Sat Apr 21 2018 7:30 PM - 11:00 PM

Nell's London
Steve Forbert
  • Event Cancelled.

Ages 18+

Steve Forbert

Steve Forbert

Pop

Steve Forbert Grammy nominee and member of Mississippi Hall of Fame returns to Nell’s after his almost sold out show at Nell’s two ago having had to postpone his concert this autumn.

On February 3, 2017 singer/songwriter Steve Forbert's joyride of a new album, Flying at Night, will be available in the U.S. as an import. The set was officially released last October in the U.K.  Recorded as a collaboration with Forbert's longtime friend, multi-instrumentalist Anthony Crawford, Flying At Night is a pleasure from beginning to end.

“My booking agent in England asked me if I could possibly come up with a release to precede last year's Fall UK tour,” says Forbert. “I completed nine unfinished songs that span several decades—a couple from way back before I left Mississippi, one about my post-rehab life in a culture of alcohol advertisements, one about a rare hour of downtime I had while on tour in 1988 with Edie Brickell and the New
Bohemians.”

“Anthony Crawford and I have worked together off and on since he guested on my album The American in Me (Geffen Records, 1992),” says Forbert. “As producer of Flying at Night, he ran free with the tunes, adding whatever he wanted from his home studio toy box—lead guitar, bass, drums, fiddle, and mandolin.” Crawford, a recording artist in his own right, has toured with Neil Young, Steve Winwood  and Dwight Yoakam.

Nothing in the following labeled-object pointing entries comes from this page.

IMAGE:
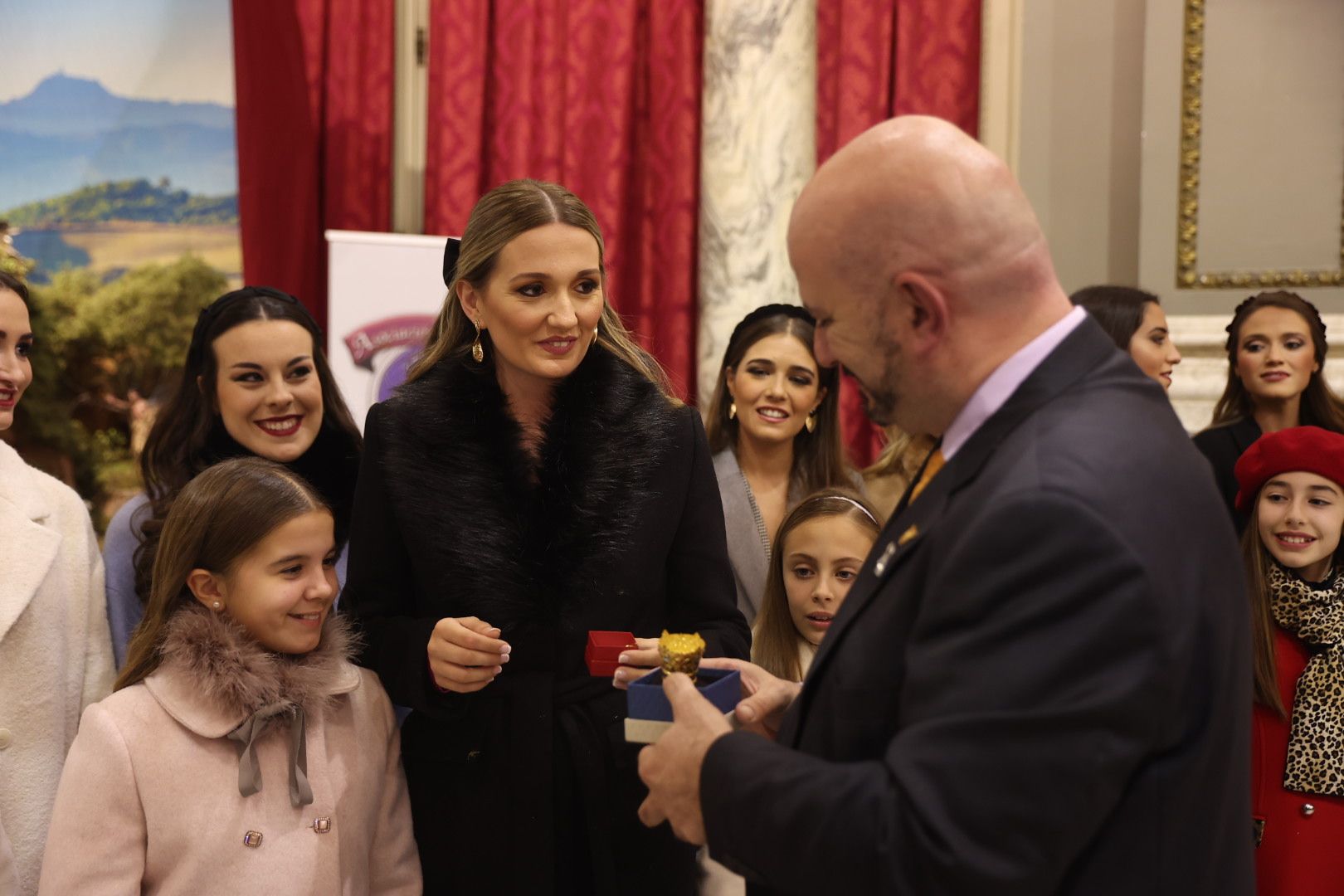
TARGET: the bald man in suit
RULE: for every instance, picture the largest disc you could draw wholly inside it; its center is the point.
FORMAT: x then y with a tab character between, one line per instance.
1040	681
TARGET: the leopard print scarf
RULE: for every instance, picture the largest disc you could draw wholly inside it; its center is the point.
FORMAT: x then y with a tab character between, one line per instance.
1315	613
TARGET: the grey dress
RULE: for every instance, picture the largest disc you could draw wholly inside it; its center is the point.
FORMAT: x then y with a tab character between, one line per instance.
749	543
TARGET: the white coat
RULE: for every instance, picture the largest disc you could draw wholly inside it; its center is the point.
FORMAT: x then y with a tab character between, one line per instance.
56	653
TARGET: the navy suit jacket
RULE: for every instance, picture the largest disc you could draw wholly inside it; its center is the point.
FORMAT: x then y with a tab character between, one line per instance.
1040	681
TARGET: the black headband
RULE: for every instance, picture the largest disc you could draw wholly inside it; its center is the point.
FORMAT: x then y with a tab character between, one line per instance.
767	310
212	312
450	251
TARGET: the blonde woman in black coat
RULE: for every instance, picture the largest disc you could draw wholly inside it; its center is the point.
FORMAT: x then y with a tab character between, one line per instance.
533	481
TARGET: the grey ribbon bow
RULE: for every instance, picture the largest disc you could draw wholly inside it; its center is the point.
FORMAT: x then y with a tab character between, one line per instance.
249	770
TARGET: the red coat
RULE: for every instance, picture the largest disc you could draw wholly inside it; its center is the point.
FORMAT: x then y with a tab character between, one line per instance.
1303	848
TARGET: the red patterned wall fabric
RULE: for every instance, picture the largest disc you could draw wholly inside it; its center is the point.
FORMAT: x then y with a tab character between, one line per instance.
314	134
601	95
882	58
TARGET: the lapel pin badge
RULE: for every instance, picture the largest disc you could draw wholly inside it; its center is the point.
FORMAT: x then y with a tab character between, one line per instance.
880	566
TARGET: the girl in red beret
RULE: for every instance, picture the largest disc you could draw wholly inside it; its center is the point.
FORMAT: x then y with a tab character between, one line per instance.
1292	485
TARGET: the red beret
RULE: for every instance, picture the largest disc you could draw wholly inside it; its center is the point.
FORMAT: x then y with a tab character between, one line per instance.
1308	449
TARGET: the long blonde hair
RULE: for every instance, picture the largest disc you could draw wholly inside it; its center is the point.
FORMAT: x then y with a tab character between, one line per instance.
499	217
774	642
217	519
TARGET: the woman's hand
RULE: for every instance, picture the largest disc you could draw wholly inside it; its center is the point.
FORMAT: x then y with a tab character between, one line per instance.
763	696
465	655
637	663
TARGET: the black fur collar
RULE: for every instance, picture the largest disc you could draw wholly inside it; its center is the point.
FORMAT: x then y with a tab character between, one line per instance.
511	542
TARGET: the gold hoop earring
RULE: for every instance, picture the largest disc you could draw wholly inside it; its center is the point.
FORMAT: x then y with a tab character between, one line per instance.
477	353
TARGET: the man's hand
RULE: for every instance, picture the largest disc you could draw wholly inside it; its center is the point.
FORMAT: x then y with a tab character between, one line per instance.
763	696
671	767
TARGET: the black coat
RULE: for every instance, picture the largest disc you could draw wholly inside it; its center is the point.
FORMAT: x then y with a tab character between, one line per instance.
527	786
1224	445
1038	684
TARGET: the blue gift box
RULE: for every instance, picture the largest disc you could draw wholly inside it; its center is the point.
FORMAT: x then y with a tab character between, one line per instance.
644	699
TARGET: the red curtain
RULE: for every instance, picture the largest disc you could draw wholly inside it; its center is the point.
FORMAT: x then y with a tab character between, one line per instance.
314	88
601	95
884	58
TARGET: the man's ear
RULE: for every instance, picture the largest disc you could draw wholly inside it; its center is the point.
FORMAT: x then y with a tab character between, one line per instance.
208	589
470	301
923	309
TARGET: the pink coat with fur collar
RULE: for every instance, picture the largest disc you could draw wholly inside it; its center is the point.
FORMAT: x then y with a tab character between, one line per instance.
149	798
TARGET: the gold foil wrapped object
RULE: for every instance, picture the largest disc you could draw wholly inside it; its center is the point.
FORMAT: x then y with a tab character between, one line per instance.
680	653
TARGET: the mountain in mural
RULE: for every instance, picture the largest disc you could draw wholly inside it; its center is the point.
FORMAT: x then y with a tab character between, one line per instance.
71	132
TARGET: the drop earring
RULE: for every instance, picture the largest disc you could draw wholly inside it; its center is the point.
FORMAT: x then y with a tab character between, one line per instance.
477	353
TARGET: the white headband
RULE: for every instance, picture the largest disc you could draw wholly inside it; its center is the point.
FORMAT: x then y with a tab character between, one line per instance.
840	497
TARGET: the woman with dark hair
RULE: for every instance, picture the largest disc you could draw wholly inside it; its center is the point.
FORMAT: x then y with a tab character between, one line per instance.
533	481
256	382
56	655
1135	320
1276	353
774	430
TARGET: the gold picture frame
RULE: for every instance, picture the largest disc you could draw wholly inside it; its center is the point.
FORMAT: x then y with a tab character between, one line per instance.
1187	226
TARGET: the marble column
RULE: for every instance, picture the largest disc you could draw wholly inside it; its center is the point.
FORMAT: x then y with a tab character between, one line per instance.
758	149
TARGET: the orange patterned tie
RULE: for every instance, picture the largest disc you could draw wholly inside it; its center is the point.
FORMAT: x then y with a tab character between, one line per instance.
930	470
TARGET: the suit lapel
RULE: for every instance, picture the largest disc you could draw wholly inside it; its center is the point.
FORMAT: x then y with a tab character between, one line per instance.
1086	347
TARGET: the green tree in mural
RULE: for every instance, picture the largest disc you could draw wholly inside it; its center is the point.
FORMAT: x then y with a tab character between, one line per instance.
95	343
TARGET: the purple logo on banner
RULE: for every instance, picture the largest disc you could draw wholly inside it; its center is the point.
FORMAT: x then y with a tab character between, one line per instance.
387	348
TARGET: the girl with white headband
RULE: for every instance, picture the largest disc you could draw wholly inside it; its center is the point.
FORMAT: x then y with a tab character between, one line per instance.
819	550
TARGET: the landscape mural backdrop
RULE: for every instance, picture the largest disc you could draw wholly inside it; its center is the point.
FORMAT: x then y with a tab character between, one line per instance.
119	203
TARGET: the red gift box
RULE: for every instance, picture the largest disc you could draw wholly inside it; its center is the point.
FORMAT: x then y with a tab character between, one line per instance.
604	650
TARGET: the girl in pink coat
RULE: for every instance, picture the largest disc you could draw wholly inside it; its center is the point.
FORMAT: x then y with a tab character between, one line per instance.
242	751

Steve Forbert traveled to New York City from Mississippi in 1976 and played guitar for spare change in Grand Central Station. He vaulted to international prominence with the folk-pop hit, “Romeo’s Tune,” during a time when the singer-songwriter era had all but ended and Talking Heads, Blondie, and other New Wave and punk acts were moving into the public consciousness. Still, critics raved about Forbert’s
poetic lyrics and engaging melodies, and the crowds at CBGB’s in New York accepted him alongside those acts.

“I’ve never been interested in changing what I do to fit emerging trends,” Forbert observes. “Looking back on it, I was helping to keep a particular tradition alive at a time when it wasn’t in the spotlight”—a tradition that has since seen a thriving resurgence as the Americana genre.

Forbert has amassed a catalog of well-crafted, unforgettable songs on such albums as Streets of This Town, The American in Me, Mission of the Crossroad Palms, and Just Like There’s Nothin’ to It. His tribute to Jimmie Rodgers, Any Old Time, was nominated for a Grammy Award in 2004. He was inducted into the Mississippi Musicians Hall of Fame in 2010.

“Flying at Night makes for a great companion piece to the autobiography I’ve been working on for two years.” The book, called Big City Cat, covers Forbert’s entire career with a colorful look at his mid-seventies experiences playing both folk and New Wave clubs in Greenwich Village. Big City Cat will be published this fall by pfp Publishing in Boston.